Indeed, the reaction by Turkey’s political elite to the report’s
suggestions was a dismissiveness verging on hostility. “The
definition of the concept of minority is clearly written in the
Lausanne Treaty. It won’t change,” Turkish President Ahmet Necdet
Sezer said in Ankara.

General Ilker Basbug, second chief of staff of Turkey’s powerful
military, was even more explicit. “The Turkish Republic is unitary
and it is wrong to create minorities in it. The Turkish Army cannot
approve such a thing,” he said.

Critics of the report, and even European diplomats in Turkey, point
out that many EU countries themselves struggle with the question of
pluralism. Sweden, for example, recognized the existence of
minorities in the country only three years ago. France still does not
recognize Breton as a minority language. Athens, meanwhile, is the
only EU capital without an official mosque.

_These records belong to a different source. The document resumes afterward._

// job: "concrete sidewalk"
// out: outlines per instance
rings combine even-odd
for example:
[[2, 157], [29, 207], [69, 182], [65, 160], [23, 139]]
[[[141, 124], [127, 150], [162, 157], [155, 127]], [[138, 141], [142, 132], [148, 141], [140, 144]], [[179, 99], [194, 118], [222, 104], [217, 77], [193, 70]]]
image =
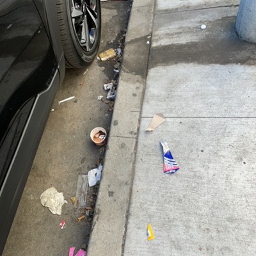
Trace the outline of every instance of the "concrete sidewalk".
[[255, 254], [256, 47], [238, 4], [134, 0], [89, 256]]

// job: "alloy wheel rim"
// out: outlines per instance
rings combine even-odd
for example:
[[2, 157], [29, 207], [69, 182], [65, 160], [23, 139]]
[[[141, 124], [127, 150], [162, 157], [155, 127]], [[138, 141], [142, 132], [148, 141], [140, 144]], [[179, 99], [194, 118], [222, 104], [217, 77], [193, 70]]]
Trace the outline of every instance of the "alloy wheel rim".
[[99, 8], [97, 0], [70, 0], [73, 29], [80, 45], [89, 52], [99, 31]]

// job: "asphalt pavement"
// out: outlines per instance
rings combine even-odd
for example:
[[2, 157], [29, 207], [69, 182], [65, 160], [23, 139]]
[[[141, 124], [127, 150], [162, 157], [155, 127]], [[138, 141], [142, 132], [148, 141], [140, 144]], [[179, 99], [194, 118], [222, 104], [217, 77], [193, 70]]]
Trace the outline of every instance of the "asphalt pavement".
[[[125, 34], [131, 1], [102, 3], [102, 35], [99, 52], [116, 49]], [[108, 132], [112, 117], [111, 108], [106, 97], [103, 84], [115, 79], [116, 61], [102, 62], [97, 59], [82, 70], [67, 70], [63, 83], [52, 106], [35, 159], [33, 163], [15, 218], [5, 246], [3, 256], [67, 255], [70, 247], [76, 253], [86, 249], [93, 218], [81, 221], [77, 218], [84, 209], [74, 207], [70, 198], [76, 196], [77, 180], [97, 167], [104, 154], [104, 147], [94, 145], [90, 131], [101, 126]], [[102, 95], [102, 100], [98, 96]], [[75, 98], [58, 104], [70, 96]], [[109, 110], [110, 109], [110, 110]], [[53, 215], [40, 203], [40, 195], [54, 186], [68, 202], [61, 216]], [[97, 191], [92, 191], [94, 194]], [[91, 194], [91, 193], [90, 193]], [[88, 206], [93, 205], [96, 195], [90, 197]], [[60, 224], [66, 221], [66, 227]]]
[[89, 256], [255, 254], [256, 47], [238, 4], [133, 1]]

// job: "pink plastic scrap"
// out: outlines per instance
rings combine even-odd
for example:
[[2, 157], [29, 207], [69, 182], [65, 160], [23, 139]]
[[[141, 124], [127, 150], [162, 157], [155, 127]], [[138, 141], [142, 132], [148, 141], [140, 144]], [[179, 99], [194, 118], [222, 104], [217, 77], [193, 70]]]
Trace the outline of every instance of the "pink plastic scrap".
[[69, 248], [68, 256], [74, 256], [75, 252], [75, 247], [70, 247]]
[[161, 141], [164, 152], [164, 173], [174, 173], [180, 168], [174, 160], [166, 141]]
[[80, 249], [75, 256], [86, 256], [86, 252], [83, 250]]

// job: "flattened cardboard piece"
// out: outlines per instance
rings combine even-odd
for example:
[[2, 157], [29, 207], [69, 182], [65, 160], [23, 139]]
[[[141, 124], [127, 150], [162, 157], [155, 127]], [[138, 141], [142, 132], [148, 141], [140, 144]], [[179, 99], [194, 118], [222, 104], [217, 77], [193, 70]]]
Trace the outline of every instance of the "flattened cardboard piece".
[[161, 124], [166, 121], [166, 119], [163, 114], [159, 113], [157, 114], [155, 114], [151, 120], [150, 124], [148, 127], [147, 128], [147, 131], [152, 132], [156, 128], [158, 127]]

But in many ways, the reforms put in place by Turkey’s EU process
have already started to create significant changes in terms of
minority cultural rights. For example, radio and television
broadcasts in Kurdish, once banned, are now allowed, along with those
in Bosnian, Arabic, and Circassian.

“I think groups are looking at the EU process as something that will
let them express their cultural rights more easily,” says Ingmar
Karlsson, Sweden’s consul general in Istanbul.

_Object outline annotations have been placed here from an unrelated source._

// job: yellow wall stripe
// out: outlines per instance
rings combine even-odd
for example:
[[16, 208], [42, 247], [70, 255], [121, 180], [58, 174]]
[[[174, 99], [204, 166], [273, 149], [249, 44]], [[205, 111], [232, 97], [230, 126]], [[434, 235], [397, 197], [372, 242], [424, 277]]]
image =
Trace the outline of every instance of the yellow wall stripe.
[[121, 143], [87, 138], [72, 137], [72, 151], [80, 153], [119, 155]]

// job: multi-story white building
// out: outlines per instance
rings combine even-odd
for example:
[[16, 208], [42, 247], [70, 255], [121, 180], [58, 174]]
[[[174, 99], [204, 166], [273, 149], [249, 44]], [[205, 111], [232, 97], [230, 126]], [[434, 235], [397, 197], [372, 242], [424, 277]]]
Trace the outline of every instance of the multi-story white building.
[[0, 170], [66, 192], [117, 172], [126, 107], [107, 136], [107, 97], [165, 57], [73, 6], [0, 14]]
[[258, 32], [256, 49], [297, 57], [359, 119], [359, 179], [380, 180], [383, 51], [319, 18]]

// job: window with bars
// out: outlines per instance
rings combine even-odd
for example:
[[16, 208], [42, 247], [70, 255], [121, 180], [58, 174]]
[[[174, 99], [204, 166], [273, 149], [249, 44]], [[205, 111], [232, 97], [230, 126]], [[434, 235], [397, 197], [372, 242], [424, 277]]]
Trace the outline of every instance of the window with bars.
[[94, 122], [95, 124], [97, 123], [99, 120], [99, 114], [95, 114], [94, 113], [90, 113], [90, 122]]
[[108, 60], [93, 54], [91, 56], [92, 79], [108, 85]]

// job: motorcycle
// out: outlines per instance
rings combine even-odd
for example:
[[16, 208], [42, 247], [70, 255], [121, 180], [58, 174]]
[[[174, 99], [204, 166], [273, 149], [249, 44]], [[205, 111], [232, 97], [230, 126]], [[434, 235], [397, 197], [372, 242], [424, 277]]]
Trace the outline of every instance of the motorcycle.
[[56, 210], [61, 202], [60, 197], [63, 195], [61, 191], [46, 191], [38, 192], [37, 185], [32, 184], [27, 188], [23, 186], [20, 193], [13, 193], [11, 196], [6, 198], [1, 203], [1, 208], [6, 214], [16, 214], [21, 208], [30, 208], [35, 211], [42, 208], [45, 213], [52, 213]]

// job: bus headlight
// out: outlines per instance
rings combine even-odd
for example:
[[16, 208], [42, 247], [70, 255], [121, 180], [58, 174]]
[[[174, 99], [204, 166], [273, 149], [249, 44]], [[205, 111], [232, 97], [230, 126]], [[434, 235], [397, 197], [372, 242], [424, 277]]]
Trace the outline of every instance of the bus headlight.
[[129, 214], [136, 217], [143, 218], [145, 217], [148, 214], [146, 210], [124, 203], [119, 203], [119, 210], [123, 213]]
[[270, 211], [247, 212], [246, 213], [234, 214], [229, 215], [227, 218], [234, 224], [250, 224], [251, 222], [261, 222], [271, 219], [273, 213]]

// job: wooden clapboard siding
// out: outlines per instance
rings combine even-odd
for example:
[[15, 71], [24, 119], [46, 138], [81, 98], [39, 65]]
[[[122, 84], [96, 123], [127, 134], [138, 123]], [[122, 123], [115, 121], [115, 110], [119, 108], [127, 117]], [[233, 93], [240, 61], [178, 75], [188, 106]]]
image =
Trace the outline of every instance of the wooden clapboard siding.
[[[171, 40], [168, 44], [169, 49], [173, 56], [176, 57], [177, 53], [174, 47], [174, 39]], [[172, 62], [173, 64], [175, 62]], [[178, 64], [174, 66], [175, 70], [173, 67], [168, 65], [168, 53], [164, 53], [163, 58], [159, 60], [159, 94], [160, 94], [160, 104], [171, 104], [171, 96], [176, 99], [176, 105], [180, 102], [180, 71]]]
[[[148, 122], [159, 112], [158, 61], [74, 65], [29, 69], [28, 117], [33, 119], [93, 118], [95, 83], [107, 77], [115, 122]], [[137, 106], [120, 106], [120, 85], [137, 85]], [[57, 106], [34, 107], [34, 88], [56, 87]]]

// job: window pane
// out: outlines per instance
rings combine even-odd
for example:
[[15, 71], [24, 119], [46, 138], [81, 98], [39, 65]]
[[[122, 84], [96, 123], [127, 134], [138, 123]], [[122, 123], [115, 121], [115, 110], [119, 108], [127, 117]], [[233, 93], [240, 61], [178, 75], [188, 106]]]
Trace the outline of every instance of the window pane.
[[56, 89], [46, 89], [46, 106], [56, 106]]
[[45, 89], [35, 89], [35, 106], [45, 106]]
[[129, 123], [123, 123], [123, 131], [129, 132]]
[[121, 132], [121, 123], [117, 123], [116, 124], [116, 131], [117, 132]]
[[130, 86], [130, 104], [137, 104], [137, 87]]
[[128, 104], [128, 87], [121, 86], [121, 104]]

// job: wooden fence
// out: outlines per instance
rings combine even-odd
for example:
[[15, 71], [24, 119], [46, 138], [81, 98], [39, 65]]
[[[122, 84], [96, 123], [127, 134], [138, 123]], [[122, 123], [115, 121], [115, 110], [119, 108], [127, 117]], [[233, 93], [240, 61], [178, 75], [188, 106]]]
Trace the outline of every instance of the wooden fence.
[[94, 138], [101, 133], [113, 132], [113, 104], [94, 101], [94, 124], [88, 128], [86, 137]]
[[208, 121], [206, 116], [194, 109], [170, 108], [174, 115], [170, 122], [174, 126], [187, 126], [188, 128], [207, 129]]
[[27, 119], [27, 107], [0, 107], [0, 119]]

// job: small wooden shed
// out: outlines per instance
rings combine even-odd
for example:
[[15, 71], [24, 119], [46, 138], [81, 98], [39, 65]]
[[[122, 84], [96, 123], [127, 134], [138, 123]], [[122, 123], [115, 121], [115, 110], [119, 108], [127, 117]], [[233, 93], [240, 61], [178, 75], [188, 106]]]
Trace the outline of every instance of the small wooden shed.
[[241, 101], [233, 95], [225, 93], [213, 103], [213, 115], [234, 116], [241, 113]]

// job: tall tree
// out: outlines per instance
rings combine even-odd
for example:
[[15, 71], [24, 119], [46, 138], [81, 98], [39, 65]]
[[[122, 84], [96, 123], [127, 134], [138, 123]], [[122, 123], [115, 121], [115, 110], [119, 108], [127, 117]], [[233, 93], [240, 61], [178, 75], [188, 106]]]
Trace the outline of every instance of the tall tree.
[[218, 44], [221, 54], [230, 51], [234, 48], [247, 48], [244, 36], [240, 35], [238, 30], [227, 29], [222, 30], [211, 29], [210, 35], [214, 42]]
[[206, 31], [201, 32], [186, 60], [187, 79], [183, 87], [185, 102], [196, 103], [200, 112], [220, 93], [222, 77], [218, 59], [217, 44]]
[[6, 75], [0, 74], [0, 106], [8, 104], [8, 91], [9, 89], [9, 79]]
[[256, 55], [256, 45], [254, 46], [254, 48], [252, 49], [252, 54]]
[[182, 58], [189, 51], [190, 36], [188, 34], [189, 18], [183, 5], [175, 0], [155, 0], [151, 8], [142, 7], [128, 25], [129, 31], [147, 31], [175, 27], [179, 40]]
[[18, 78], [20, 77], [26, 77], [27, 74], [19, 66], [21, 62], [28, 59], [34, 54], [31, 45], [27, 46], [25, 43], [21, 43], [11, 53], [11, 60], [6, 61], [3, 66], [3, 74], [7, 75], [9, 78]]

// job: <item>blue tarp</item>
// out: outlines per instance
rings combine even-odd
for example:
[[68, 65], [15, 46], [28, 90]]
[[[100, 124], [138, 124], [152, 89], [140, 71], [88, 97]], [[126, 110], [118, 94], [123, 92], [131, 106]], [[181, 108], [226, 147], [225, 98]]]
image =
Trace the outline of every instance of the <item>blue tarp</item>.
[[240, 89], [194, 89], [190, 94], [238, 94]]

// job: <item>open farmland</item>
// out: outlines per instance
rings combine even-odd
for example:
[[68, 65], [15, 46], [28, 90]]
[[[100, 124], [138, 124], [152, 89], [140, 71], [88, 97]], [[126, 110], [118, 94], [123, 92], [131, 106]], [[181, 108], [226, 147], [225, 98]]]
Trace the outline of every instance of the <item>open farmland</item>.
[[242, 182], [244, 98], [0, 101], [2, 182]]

Dogan Bermek, one of the founders of the Cem Foundation, an
organization that advocates on behalf of Alevi Muslims, an offshoot
of Shiite Islam, says Turkey’s engagement with the EU has given his
group’s demands for equal treatment as Sunni Muslims more traction.

Although Alevis are estimated to represent some 20 percent of the
Turkish population, the government does not provide them with funds
to build prayer houses, as it does for Sunni mosques.

“What we have been asking for for the last 10 years, and now the
European Union is asking for it also, is for the country’s Religious
Affairs Department to be reorganized to reflect all the beliefs in
this country,” says Bermek.

“Any culture and any belief that exists in this country should be
accepted and should be supported to the best ability of the society,”
he adds.

That kind of multiculturalism may not be difficult to achieve, says
TESEV’s Mahcupyan. During 600 years of Ottoman rule, Turkey was one
of the most culturally diverse places on the planet, he notes.

“It’s not a question of going back, but remembering what was there
and recognizing … that it still exists today and also opening the
road to these cultures for their own politics,” Mahcupyan says.